Wrap up - last week:
Central bankers queue to ease tapering fears
Global markets began the week wrong-footed by fears of a reduction in monetary stimulus (tapering) in the US, sparked by the Federal Reserve (Fed) chairman’s comments a few days earlier. Continuing tight liquidity conditions in China and concerns for its impact on the country’s economic growth further prayed on investors’ minds. Soothing remarks from a succession of central bankers including officials from the Fed, the European Central Bank, ex-governor of the Bank of England, and People’s Bank of China helped bring a degree of calm. While the latter’s officials pledged to maintain financial stability, the message from the rest was dovish regarding an imminent end to stimulus, in Europe as well as the US.
One piece of economic data that helped ease tapering concerns was a sharp downward revision to the US first quarter gross domestic product (GDP) growth, revised to 1.8% annualised against 2.4% expected, making it less likely that the Fed would scale back its stimulus programme imminently. In Europe, the rise in the latest German Ifo business climate index for June helped sentiment, while the European Council finalised an agreement on a bank resolution framework on how to handle failing banks in the region and bolster confidence. In the UK, key corporate news included the move by Vodafone to buy German cable operator Kabel Deutschland for €7.7bn.
In fixed income markets the weaker US GDP number helped US Treasuries break a seven-day losing streak on Wednesday, however, higher US yields saw yields on European peripheral government bonds trail higher (ie, prices fell) before easing back towards the end of the week. Meanwhile, the price of gold continued to decline ending the week down 5.8%.
Shaping the markets – this week:
‘Tapering suspense’
Between now and the next important Fed meeting in September, US economic data will likely provide a roller coaster ride for global markets. The next critical release is the June employment report out this Friday, which is generally expected to show the number of new jobs added (change in non-farm payrolls) to be 165K. While a number in line with consensus will not resolve tapering fears, anything significantly below or above it will likely cause an aggressive reaction in either direction. Released a day after the Independence Day holiday (4 July), the reaction could be muted due to fewer participants in the market. June’s unemployment rate is also widely expected to edge down to 7.5% from 7.6% the previous month.
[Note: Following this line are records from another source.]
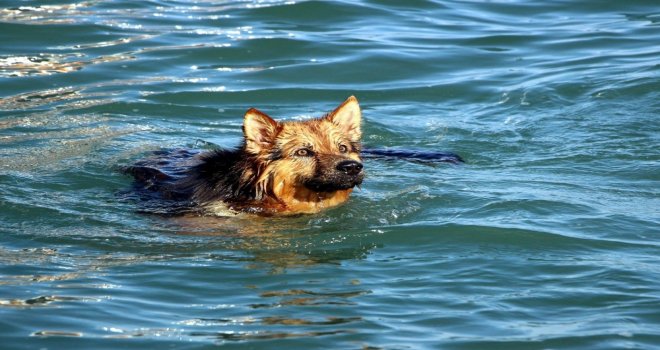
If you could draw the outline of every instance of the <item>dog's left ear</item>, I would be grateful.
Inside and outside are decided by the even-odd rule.
[[[351,96],[337,109],[328,114],[328,120],[336,125],[342,133],[348,135],[351,140],[359,141],[362,137],[360,123],[362,122],[362,112],[355,96]]]
[[[279,130],[280,125],[273,118],[256,108],[251,108],[243,118],[243,134],[247,151],[258,154],[262,150],[270,148]]]

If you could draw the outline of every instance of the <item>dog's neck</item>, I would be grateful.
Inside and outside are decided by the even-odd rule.
[[[273,188],[274,199],[281,203],[277,210],[282,214],[314,214],[338,206],[348,200],[352,188],[334,192],[315,192],[304,186],[277,184]]]

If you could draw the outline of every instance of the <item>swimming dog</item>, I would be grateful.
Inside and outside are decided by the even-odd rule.
[[[346,202],[364,179],[361,121],[353,96],[332,112],[304,121],[275,121],[252,108],[243,118],[238,148],[181,151],[181,158],[193,162],[174,175],[155,166],[165,163],[154,159],[126,171],[142,188],[197,211],[317,213]]]

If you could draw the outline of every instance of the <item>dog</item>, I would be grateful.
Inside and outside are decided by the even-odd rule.
[[[125,171],[141,188],[203,214],[318,213],[345,203],[364,179],[361,122],[354,96],[304,121],[275,121],[252,108],[243,118],[243,142],[236,149],[181,151],[178,158],[192,165],[174,164],[184,169],[176,174],[162,170],[167,168],[162,159]]]

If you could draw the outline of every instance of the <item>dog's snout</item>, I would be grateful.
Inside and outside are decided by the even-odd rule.
[[[354,176],[362,171],[362,163],[356,162],[354,160],[344,160],[337,164],[337,170]]]

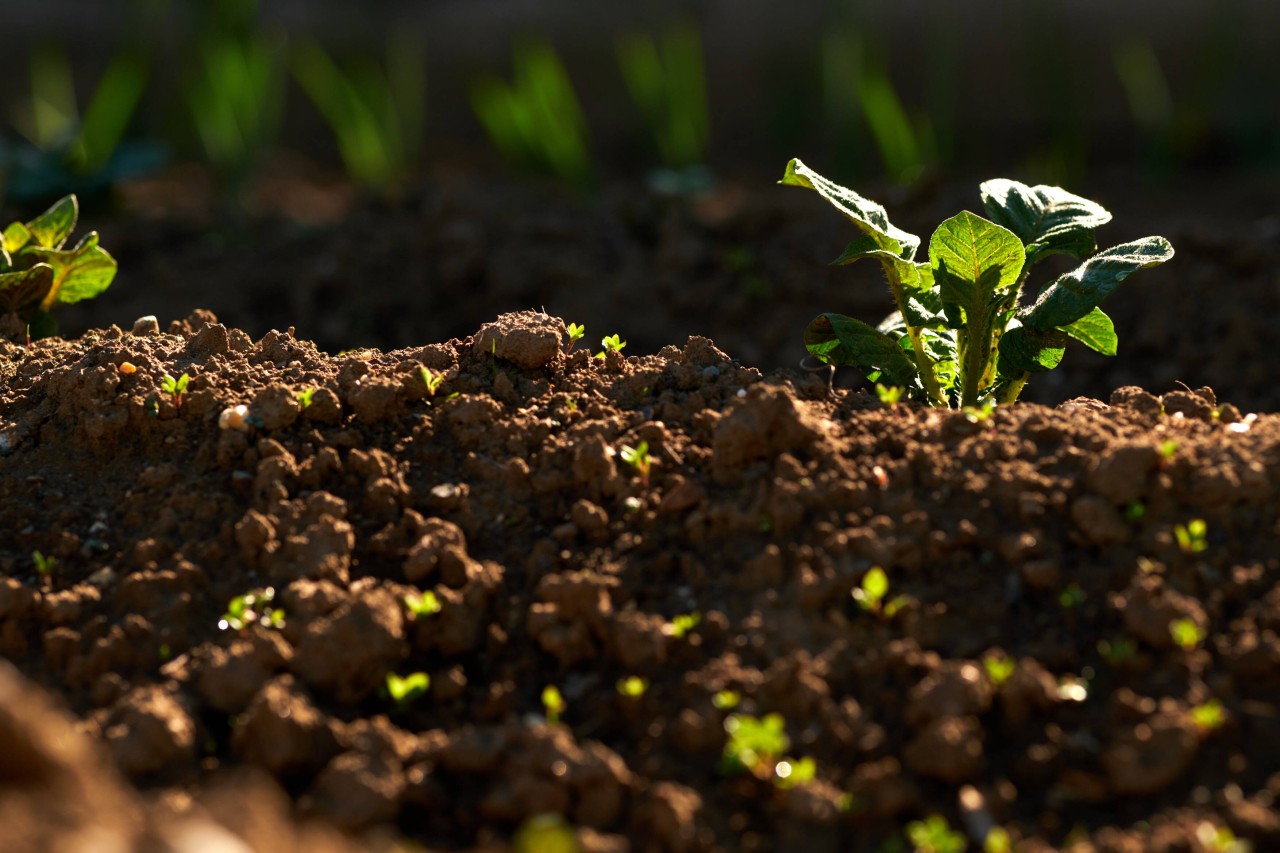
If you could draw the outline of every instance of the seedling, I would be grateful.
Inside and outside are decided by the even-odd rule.
[[[252,624],[266,628],[284,626],[284,610],[273,607],[275,588],[251,589],[243,596],[236,596],[227,605],[227,612],[218,620],[218,628],[224,631],[239,631]]]
[[[561,695],[559,688],[554,684],[548,684],[543,688],[543,710],[547,713],[547,722],[550,725],[557,725],[559,717],[564,713],[564,697]]]
[[[115,259],[97,245],[97,232],[64,248],[79,218],[79,202],[67,196],[28,223],[0,233],[0,310],[27,324],[28,338],[56,329],[52,310],[97,296],[115,278]]]
[[[1196,624],[1194,619],[1175,619],[1169,622],[1169,635],[1174,638],[1174,644],[1178,648],[1190,652],[1201,644],[1206,631]]]
[[[494,345],[497,343],[498,342],[494,341]],[[422,384],[426,386],[426,396],[434,397],[435,392],[439,391],[440,386],[444,383],[444,374],[435,373],[430,368],[419,368],[417,374],[422,377]]]
[[[649,442],[636,442],[635,447],[630,444],[623,444],[622,450],[618,451],[618,456],[622,461],[635,469],[636,474],[640,475],[640,482],[644,483],[645,488],[649,488],[649,471],[657,464],[653,455],[649,453]]]
[[[54,571],[54,566],[58,561],[54,557],[46,557],[40,551],[31,552],[31,561],[36,564],[36,574],[41,578],[47,578]]]
[[[187,386],[191,383],[191,377],[182,374],[177,379],[170,377],[168,373],[160,377],[160,391],[165,392],[173,397],[173,405],[182,409],[182,396],[187,393]]]
[[[878,204],[800,160],[787,164],[781,183],[817,191],[854,223],[861,236],[833,263],[878,260],[897,307],[879,328],[820,314],[805,329],[809,353],[932,406],[1011,403],[1033,373],[1059,365],[1069,338],[1115,355],[1115,328],[1098,304],[1174,255],[1164,237],[1096,252],[1093,232],[1111,219],[1102,206],[1057,187],[995,179],[980,187],[989,219],[969,211],[947,219],[929,240],[928,261],[916,261],[920,238],[892,225]],[[1023,306],[1032,268],[1055,254],[1082,263]]]
[[[1208,533],[1208,525],[1204,524],[1204,519],[1192,519],[1185,525],[1174,525],[1174,538],[1178,540],[1178,547],[1183,553],[1199,553],[1208,547],[1208,542],[1204,537]]]
[[[411,672],[401,678],[394,672],[387,674],[387,695],[398,707],[404,707],[417,697],[426,693],[431,686],[431,676],[426,672]]]
[[[639,675],[628,675],[625,679],[618,679],[617,688],[618,693],[628,699],[639,699],[649,689],[649,679],[640,678]]]
[[[872,566],[863,575],[863,581],[858,587],[854,587],[851,594],[859,607],[882,619],[893,619],[893,615],[910,601],[906,596],[897,596],[890,601],[884,601],[888,596],[888,575],[879,566]]]
[[[929,815],[923,821],[906,825],[906,838],[915,853],[964,853],[968,843],[964,833],[951,829],[942,815]]]
[[[603,359],[605,353],[611,351],[622,352],[622,350],[627,346],[627,342],[617,334],[611,334],[607,338],[600,339],[600,346],[604,348],[595,353],[596,359]]]
[[[408,610],[410,619],[433,616],[442,610],[439,597],[430,589],[422,594],[410,593],[404,596],[404,607]]]

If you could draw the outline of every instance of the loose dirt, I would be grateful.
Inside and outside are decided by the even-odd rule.
[[[0,849],[1280,849],[1280,416],[567,342],[0,342]]]

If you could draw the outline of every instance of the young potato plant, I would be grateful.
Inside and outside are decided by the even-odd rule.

Across the Atlantic, data of note will be a series of Purchasing Managers’ Index (PMI) manufacturing and services releases in Europe (Monday and Wednesday respectively). Strong gains are expected in the manufacturing PMI for Spain and Italy, while that for the euro area could remain unchanged, and likely be only slightly higher in the UK. PMI services data may paint a similar picture. German factory orders out on Friday could provide a positive note; expectations are for a 1.2% rise over the month of May versus a decline of 2.3% the previous month. The European Central Bank and the Bank of England, with the new governor Carney at the helm, hold their regular meetings on Thursday; no change in policy is expected.
In Asia, Monday morning saw the release of the latest Bank of Japan quarterly Tankan report, which revealed that business confidence moved into positive territory for the first time since September 2011 (+4 from -8 in March). Another significant data release came from China where the official manufacturing PMI fell from 50.8 in May to 50.1 in June, the lowest reading in four months, as the sector weakened sharply, signalling further slowdown in growth.